From the National Geographic Endeavour in Galapagos
Feb 28, 2013 - National Geographic Endeavour
Santa Cruz Island
Last night the National Geographic Endeavour sailed southeast towards the older part of the archipelago. The islands in the center of the archipelago are significantly older than the western part and we therefore did some form of time traveling. It is unique in the sense that despite the small distances between the islands, the differences between them are significant.
Santa Cruz is a relatively big Galapagos Island and has on its southern flank a lush, tropical forest. Puerto Ayora, the biggest town on Santa Cruz, is the main hub for tourism and inhabitants. The still small coastal town stands as a model for a modern boomtown; construction sites are prominent and unpainted cinderblock walls and floors are everywhere you look. Out of control and unregulated urban growth made a town that has no true identity or city planning; when walking through its streets one could be in any one of the many impoverished Latin American small towns.
And yet there are still the unique houses and scenes of real Galapagos life as it was not long ago on the four inhabited islands. These breathe the old times, when the town’s power plant would shut down every night at ten, the cargo ship with supplies from the mainland would arrive only once every ten or twelve days, and tourism was more an oddity than a means of living.
We disembarked early in the morning to visit another important part of this town: the oldest tortoise breeding center of the islands. Here we find pens that are crawling with young tortoises and hear about the success stories of island restoration. The center is situated in a unique dry forest that wraps around Puerto Ayora everywhere except on the waterfront.

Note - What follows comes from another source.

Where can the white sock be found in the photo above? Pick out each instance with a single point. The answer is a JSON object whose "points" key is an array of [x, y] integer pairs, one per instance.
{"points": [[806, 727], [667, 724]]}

The forest boasts the tallest Opuntia cacti in Galapagos and since it is spring time the cacti, trees, and shrubs are flowering. The air is heavy with fragrance and we spot many finches of various species in their hurried state of courting and nest-building.
Later we head up into the hills to have lunch and afterward we see another unique landscape; that of the transition zone of a medium high Galapagos Island. We see a unique mix of tall endemic trees and grasslands, and giant tortoises complete the picture as if they were cattle.
As we take the ride back to town some of us decide to hang around in town for another hour. When we arrive at the small court on the waterfront we spot the same Galapagos animals we know so well by now. Next the area fills up with a local crowd to see the men of town play fanatic games of volleyball, and the playground next to the court is busy with dozens of children. Tonight, even this boomtown looks charming and unique.